There's this photographer who just died, Ren Hang. You can see his work on his web site, but I warn you that it is profoundly not safe for work. Tons of nudity and sexually, well, not explicit, but fraught imagery. Lots of naked girls, some naked boys, many of them touching themselves or one another, ahem, intimately. Although not actually having sex.
He died a few days ago, I had never heard of him. Apparently he was somewhat broadly exhibited, and he may have been a protege of Ai Weiwei, so the fact that I've never heard of him is probably irrelevant. The internet has not exploded as such, but his death has spurred a lot of discussion, which mostly boils down to two camps: "Pervert with terrible lighting and no skill" vs. "You idiots don't understand Art, Ren was a mighty artist!"
I will state up front that I am a white male, citizen of the USA, monolingual english speaker. I will be writing about the work of a Chinese artist. There are likely to be cultural referents that I am missing, which referents are important. So it goes. Also, I'm going to refer to the artist as Mr. Hang, or simply Hang, and for all I know it ought to be Mr. Ren.

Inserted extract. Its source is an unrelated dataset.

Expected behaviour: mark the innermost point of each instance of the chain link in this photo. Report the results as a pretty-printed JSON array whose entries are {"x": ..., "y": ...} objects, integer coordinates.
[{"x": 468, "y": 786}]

Let us clear away some underbrush. Hang's work enjoys a very clear vernacular aesthetic. It's straight out of social media, even more brutally snapshottish than the much reviled Terry Richardson. Hang was much more mannered and deliberately Arty than Richardson, who generally strives more for a paparazzi/naturalist feel. Hang almost always posed his models very carefully, and he had a really great eye for design and pattern. He was clearly fond of a good visual joke, my favorite being a pond filled with some sort of flowers and lily pads, which a model's face at the waterline, a plucked flower protruding from her mouth. Look! She's a lilypad! Ha ha ha!

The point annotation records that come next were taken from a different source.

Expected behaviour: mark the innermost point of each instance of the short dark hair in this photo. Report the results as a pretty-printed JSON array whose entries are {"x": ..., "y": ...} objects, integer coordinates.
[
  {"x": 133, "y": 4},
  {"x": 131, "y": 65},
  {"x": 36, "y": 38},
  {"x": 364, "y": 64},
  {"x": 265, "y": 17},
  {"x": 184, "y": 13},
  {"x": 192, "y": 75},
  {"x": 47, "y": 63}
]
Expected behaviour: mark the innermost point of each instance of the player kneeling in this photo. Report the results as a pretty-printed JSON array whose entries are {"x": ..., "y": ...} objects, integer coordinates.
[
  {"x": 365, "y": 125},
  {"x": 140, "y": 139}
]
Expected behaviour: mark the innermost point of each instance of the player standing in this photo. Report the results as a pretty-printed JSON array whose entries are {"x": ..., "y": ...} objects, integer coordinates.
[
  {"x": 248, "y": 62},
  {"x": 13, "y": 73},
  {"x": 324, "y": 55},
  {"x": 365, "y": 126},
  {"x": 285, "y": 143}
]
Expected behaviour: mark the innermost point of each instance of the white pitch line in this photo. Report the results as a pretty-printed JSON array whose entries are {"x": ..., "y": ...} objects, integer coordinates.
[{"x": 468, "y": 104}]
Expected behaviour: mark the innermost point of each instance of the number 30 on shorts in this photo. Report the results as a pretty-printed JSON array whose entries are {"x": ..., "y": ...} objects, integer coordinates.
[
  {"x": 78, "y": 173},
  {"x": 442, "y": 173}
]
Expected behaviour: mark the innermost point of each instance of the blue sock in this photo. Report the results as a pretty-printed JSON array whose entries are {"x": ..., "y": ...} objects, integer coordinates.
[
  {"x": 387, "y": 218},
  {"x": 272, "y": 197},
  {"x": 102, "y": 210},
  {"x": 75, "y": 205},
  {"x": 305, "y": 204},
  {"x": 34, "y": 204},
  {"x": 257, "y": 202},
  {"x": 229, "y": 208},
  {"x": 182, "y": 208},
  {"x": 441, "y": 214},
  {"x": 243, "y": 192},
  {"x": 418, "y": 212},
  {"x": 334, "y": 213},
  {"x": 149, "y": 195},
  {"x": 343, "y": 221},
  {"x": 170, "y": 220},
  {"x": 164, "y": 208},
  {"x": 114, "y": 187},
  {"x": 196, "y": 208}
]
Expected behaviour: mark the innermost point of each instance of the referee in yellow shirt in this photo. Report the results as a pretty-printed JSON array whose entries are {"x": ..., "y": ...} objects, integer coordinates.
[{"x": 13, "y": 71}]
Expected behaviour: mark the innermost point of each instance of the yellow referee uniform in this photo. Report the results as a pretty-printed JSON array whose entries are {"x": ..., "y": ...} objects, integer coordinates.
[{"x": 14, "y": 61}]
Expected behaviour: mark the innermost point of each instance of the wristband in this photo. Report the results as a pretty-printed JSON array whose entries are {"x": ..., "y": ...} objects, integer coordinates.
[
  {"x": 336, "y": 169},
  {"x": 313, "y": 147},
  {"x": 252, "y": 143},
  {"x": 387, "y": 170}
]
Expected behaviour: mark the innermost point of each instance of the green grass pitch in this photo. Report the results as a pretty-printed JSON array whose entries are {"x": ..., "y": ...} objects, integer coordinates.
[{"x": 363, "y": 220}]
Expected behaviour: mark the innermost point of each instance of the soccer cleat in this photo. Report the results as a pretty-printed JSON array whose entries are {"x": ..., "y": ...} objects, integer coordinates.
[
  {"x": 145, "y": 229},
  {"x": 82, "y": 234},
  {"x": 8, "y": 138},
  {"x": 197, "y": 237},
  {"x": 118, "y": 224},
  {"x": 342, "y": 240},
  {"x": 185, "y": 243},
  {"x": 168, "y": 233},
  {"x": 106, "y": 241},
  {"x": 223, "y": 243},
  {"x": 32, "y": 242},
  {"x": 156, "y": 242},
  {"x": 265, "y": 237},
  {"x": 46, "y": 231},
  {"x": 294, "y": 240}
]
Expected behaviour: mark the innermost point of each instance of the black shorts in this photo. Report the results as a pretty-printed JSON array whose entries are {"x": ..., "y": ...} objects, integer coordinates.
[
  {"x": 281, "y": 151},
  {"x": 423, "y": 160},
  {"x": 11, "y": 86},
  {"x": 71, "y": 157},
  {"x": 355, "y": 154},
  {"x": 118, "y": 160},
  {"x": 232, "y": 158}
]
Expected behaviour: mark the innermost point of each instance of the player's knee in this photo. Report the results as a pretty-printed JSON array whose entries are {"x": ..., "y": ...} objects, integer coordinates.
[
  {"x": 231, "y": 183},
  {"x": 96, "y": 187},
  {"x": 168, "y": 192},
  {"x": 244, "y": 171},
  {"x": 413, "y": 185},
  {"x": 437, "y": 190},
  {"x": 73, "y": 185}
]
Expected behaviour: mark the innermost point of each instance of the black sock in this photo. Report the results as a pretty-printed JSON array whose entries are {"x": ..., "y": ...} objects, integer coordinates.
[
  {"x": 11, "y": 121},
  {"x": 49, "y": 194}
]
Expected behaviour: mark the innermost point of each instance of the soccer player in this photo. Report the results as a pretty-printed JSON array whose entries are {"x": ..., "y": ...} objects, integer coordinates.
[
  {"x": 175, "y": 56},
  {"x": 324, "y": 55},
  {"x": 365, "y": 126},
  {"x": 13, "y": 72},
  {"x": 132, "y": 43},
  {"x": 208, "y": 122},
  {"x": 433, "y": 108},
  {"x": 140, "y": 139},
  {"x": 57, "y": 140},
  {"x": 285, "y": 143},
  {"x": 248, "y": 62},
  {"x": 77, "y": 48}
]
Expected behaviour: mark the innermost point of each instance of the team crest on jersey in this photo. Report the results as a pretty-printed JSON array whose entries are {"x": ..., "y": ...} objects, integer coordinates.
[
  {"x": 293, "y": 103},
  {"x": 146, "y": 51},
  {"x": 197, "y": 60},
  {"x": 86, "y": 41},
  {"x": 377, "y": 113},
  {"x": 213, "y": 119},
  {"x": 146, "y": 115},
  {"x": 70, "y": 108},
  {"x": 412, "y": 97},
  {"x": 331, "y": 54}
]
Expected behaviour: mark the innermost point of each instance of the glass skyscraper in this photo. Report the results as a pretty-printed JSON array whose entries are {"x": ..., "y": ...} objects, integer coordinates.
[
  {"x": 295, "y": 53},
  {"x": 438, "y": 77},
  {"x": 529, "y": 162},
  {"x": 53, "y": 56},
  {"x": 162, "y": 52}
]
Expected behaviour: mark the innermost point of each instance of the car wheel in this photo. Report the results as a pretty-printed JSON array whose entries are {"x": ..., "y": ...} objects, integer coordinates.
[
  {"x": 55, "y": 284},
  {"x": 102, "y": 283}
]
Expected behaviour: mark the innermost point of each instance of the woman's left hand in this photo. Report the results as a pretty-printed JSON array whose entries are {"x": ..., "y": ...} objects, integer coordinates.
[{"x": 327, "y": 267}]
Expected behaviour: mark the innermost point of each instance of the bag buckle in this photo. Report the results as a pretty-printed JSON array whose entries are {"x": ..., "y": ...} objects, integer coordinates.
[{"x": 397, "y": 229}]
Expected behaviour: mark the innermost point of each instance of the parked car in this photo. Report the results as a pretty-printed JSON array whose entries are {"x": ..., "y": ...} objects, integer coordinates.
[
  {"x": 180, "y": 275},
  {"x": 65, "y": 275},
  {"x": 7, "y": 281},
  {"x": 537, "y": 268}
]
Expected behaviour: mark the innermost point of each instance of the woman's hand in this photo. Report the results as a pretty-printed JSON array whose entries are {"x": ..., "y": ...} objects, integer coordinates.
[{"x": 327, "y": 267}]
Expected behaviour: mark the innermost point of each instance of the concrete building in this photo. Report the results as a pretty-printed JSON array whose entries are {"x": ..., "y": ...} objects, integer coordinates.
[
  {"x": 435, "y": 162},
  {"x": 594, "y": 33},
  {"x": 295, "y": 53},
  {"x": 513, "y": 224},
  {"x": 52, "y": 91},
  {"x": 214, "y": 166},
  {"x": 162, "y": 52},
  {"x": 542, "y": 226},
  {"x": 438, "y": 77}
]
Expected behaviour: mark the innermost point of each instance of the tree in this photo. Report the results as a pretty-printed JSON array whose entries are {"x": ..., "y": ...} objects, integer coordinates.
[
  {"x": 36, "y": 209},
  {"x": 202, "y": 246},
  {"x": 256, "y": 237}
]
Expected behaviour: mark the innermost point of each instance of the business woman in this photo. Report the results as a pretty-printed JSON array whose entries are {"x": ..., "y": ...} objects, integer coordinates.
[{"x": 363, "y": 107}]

So, to those who say Hang was not skilled, I simply laugh. His visual sense, and his ability to mould his models into the contortions and situations he wanted was nothing short of masterful. Making these pictures was not particularly easy, despite the vernacular aesthetic.
Further, one of the ways I think about and measure Art is to consider whether the work provides what I call an Art-like experience. Does it make you think? Does it evoke emotion? Does it engage you? On this front, Hang's work succeeds. It's puzzling, it's repetitive, it's rather titillating. It rather definitely digs up and forces you to examine any tendency toward the Puritan you might have as well as the more obvious what the hell am I looking at? Is this good? Terrible? What?! WHAT?!
The other major way I think about Art, though, is to try to discern what the Artist Is Saying, and on this front Hang's work falls short. To be blunt, he seems to be trangressing for the sake of transgression. While this is arguably a good thing to be doing under a repressive regime, to the western eye it is perhaps a lot less interesting. Artists in New York City have been covering this same ground for many decades now. In the USA this material doesn't even count as transgressive, it's somewhere between boring and witty.
While the official narrative is that Hang suffered under the harsh hand of the regime for his Art, we can also make some notes. He enjoyed some protection, surely, from Weiwei who while controversial and difficult for the desperate old men who run the country, has real pull. Hang also, interestingly, used film cameras. This is peculiar for a 29 year old, and puts the lie to the notion of a desperate fugitive, using the most limited tools for produce his Art in secret. While he apparently was arrested multiple times, looking over his pictures it strikes me that his arrests might well have been for trespassing, being in a public park after it is closed, for public nudity, all things that can get you arrested under virtually any extant regime.
All that said, I cannot know what Hang's situation relative to the PRC's governing regime was. For all I know his situation was pretty gruesome, and the (alleged) facts available to us can be explained in other ways. Certainly governments can be inconsistent, resulting in broad/general permission, punctuated with regular harassment by zealots.
The most salient observation I have seen raised with respect to Mr. Hang, and I think it's really very important and so I will expand on it a little, is that what Hang is showing us is almost entirely not about China. These pictures show us, if anything, the problems of being a bored little rich kid in China. The pictures hint at a great deal of sexual frustration which I find disingenuous. The only sexual problem these kids might have is that they're bored with constantly screwing one another.
If Hang's insistence on transgression is to speak truth to power, what kind of truth is he speaking? What is he exposing? What revolution is he throwing his power behind? His mission, if he had one (which I think he denied), seems at best to make sad old men feel uncomfortable. God knows the glorious leaders of most, if not all, nations could do with some more discomfort, but I'm not convinced that's really much of a goal.
In the end, these pictures strike me as basically Western. They seem like the sort of thing a mildly creative group of Hollywood kids might do as a protest to their parents.
The PRC has much bigger problems than this. No Artist is required to go after the Big Problems, of course, but what ideas do seem to be present in Hang's work appear to my western eye as particularly thin, particularly venal. Ultimately, the whole edifice seems to collapse into a collection of visual jokes, and a sort of trivial delight in twitting the Puritans.
Based on the light reading I've done, Hang seems never to have claimed to be doing anything else. I am inclined to take him at face value
... and as a consequence, to dismiss much of the Official Evaluation of Hang's work.